Pool level too low – If the pool water level is below the mid-level of the skimmer opening, there is a chance of sucking air into the circulation system through the skimmer. Enough air is the system will cause your pool pump to loose prime.
No water in Strainer basket – Open the strainer cover and fill the strainer basket and supply lines with water for 2-3 minutes. Reseal the strainer cover.
Skimmer basket clogged – Remove the skimmer basket and clean debris out with a hose.
Strainer basket clogged – Remove the strainer basket and clean debris out with a hose.
Strainer basket cover leaking – Remove the cover on your strainer basket cover. Then remove the gasket generally in a groove around the top of the strainer basket. Check that it is not cracked or has worn spots. This gasket is a common problem and should be replaced periodically. Replace the gasket in its groove and lubricate it lightly with a silicon based lubricant. Do not use Vaseline. Close the cover and hand tighten. Do not over-tighten with a tool.
Suction or discharge valves closed – Make sure that at least one suction and one discharge valve is open so that you have a path open for the water to flow. See our guide on “How To Install a Diverter Valve on the Suction Side of a Pool” for further information.
Leaks in glued fittings – Check for leaks in the glued fittings on the suction side of the pump. Sometimes the glue is not spread all around the pipe and you will get small air channels in the glue. Occassionally when you turn off the pump the backpressure will squirt water out this hole. In normal operation, air is being sucked into this hole. If you don’t see water squirting out, turn the pump back on and drip some water around the pipe fitting joint. If you see the water getting sucked in, you have a hole. Redo the connection. See our guide on “How To Glue Pool Fixtures Together” for more instructions.
Leaks in threaded fittings – If you have threaded fitting on the suction side of the pump, you may have a suction leak there.
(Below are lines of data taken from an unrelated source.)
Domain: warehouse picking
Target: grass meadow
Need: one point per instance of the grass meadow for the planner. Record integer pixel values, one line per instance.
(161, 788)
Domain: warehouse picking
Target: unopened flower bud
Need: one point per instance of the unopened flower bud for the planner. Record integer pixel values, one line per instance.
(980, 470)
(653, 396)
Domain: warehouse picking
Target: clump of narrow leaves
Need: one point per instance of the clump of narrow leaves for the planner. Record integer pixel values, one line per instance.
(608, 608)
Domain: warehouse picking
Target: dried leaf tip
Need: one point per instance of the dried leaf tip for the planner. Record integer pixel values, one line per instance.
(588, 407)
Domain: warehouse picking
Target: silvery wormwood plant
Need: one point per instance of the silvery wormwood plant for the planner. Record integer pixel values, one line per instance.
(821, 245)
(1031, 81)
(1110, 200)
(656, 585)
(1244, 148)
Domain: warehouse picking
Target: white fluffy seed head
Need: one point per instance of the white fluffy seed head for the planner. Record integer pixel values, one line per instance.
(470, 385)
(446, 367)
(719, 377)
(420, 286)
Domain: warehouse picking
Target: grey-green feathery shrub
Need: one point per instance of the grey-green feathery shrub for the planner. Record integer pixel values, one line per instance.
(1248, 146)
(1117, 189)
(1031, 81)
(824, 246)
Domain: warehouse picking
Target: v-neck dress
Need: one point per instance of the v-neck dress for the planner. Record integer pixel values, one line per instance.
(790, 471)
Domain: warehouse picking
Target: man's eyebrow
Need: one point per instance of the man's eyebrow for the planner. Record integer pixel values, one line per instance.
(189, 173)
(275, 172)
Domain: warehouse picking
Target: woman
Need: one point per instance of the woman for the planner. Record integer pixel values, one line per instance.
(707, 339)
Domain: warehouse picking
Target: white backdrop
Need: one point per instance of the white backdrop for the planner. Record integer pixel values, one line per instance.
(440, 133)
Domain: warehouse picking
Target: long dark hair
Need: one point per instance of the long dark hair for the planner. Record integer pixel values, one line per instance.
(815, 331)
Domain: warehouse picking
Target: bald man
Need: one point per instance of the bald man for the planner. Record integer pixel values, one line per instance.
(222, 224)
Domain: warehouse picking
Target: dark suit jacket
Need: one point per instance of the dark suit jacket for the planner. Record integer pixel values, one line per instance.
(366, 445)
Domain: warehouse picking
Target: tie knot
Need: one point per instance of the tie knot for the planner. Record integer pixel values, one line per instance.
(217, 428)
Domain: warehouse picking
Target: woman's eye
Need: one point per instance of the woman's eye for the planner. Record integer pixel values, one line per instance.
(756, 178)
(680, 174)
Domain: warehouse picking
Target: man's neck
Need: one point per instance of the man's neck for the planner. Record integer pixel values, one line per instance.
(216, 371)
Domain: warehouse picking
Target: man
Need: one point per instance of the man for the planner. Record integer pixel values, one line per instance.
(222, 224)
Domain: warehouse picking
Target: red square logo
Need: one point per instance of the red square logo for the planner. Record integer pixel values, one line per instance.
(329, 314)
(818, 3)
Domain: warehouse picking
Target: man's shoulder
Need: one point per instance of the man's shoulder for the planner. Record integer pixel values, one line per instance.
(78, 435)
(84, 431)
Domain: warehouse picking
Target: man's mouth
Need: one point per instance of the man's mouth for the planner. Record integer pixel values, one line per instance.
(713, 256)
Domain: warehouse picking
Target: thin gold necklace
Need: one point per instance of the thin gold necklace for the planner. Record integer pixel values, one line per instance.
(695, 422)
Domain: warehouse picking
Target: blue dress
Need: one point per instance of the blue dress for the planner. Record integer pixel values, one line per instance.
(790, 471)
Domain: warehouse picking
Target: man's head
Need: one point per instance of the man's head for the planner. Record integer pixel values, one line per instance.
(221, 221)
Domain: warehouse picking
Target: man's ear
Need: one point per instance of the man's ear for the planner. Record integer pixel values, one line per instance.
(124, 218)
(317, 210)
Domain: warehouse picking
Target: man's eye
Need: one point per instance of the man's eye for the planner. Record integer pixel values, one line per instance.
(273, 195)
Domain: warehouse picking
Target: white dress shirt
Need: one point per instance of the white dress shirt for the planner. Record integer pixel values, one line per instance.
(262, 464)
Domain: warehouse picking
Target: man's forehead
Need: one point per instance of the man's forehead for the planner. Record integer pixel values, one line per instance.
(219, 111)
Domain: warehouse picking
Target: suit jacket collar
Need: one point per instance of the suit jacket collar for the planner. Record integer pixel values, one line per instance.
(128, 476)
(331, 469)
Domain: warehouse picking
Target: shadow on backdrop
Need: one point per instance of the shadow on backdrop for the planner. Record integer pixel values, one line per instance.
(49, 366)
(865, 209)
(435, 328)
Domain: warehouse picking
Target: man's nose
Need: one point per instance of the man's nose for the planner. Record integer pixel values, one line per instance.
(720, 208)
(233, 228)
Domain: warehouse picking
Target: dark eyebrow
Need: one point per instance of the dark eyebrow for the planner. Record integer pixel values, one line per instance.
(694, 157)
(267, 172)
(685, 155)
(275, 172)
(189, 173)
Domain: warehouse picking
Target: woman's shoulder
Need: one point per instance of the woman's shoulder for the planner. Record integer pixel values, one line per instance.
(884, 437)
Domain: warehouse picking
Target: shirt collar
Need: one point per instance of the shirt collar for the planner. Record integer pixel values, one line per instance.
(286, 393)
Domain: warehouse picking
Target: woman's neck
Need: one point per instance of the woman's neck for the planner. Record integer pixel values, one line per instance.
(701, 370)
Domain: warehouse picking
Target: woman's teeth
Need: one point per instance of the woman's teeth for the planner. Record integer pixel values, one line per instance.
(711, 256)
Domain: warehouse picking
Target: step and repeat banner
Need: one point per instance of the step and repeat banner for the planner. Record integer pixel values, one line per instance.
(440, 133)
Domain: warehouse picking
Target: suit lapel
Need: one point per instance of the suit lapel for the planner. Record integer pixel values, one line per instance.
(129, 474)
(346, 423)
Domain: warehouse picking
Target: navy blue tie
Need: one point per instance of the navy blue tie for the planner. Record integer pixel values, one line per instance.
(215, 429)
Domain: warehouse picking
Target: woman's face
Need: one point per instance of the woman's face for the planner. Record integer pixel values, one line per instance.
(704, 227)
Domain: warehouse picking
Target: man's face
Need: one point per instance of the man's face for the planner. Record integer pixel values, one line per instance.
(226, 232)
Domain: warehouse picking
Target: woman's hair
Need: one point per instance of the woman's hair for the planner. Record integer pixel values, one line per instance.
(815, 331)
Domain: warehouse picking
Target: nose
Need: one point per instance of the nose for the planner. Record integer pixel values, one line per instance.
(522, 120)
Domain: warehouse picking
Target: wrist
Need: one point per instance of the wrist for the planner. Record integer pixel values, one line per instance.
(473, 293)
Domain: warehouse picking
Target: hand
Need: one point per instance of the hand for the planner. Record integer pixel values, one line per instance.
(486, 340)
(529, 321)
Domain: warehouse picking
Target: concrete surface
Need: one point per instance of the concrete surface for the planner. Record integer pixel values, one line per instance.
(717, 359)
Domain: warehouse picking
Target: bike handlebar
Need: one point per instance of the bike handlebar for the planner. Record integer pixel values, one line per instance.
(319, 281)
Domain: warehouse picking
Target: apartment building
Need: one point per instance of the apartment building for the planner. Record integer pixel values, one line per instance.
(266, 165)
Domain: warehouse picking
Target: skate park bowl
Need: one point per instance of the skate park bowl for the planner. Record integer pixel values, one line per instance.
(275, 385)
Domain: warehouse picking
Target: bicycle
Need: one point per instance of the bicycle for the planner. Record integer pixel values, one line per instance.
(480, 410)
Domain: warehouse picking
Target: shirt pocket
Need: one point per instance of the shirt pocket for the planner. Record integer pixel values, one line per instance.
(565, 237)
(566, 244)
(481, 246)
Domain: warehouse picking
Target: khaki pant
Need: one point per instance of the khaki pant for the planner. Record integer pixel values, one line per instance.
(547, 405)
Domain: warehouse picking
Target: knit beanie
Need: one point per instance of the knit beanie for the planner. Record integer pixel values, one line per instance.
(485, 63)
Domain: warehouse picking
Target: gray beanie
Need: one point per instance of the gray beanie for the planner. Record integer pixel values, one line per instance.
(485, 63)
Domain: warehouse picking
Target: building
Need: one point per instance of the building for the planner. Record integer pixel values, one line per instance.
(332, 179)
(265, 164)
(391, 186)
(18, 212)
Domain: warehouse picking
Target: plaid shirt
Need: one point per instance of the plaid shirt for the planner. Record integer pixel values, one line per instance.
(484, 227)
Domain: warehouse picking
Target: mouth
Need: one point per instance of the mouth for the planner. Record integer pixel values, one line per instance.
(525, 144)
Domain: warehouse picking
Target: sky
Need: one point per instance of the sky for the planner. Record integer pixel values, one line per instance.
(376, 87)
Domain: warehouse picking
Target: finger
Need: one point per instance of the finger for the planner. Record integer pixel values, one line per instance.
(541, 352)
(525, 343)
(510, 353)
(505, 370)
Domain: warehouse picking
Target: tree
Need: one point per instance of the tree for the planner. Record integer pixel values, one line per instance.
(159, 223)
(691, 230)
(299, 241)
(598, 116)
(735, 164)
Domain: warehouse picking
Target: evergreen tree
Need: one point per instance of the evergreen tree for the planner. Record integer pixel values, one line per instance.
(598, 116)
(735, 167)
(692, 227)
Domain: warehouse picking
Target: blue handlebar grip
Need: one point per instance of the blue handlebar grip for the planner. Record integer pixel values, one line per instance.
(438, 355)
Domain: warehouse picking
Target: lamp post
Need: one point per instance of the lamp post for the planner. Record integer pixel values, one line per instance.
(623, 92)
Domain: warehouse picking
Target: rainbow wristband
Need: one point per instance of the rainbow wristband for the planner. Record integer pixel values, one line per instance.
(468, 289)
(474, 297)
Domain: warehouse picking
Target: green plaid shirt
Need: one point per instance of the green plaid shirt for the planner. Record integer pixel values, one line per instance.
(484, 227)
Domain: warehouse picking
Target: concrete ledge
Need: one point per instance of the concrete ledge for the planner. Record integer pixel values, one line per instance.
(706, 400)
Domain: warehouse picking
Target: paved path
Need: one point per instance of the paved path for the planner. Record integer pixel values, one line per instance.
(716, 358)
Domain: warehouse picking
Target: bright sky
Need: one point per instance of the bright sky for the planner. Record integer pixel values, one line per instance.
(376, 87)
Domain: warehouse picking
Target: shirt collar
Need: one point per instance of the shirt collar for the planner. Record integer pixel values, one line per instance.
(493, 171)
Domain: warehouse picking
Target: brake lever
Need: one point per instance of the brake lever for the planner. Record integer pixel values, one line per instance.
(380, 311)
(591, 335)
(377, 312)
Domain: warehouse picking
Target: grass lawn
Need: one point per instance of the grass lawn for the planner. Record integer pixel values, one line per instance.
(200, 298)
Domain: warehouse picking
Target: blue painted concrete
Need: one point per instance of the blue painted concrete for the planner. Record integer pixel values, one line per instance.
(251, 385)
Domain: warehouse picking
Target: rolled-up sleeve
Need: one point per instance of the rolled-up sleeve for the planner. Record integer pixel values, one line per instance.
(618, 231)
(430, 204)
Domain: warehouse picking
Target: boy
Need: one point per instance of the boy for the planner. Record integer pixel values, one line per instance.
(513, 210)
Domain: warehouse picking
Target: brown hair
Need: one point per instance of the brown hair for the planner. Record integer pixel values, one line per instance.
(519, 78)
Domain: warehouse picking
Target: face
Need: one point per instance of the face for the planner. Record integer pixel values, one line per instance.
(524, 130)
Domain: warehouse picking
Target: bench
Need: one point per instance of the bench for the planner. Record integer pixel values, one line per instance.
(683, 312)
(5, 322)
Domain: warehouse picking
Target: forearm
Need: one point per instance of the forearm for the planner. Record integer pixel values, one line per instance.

Try the water drip test above. If you find a leak, take the fitting apart and wrap the threaded fitting with 4-5 layers of plumbing tape. You may have to cut the other end of the pipe and re-glue it to get the threaded pipe out. See our guide on “How To Glue Pool Fixtures Together” for more instructions.
Leaks at unions on suction side – Check for leaks around the glued connection of the unions as above. Then take the union apart and check that the O-ring is good and is seated correctly. Lubricate the O-ring with a silicon based lubricant. Rewrap the threaded side of the union with 4-5 layers of plumber’s trape and hand tighten the union back together.
Impeller is clogged – If the pump’s impeller is clogged with debris, water will not be able to flow out the side slots and generate a vacuum. Without a vacuum, the pump will not be able to suck water into the pump and it will not prime. Remove the impeller and clean out the debris. See our guides on “How To Clean Out a Pool Pump Impeller” and “How To Replace A Pool Pump Impeller” for more information.
2-Speed pump starting at low speed – When you start a 2-speed motor, it generally has to be started at high speed to created enough suction to prime the motor. After it is primed, the motor can be shifted down to low speed.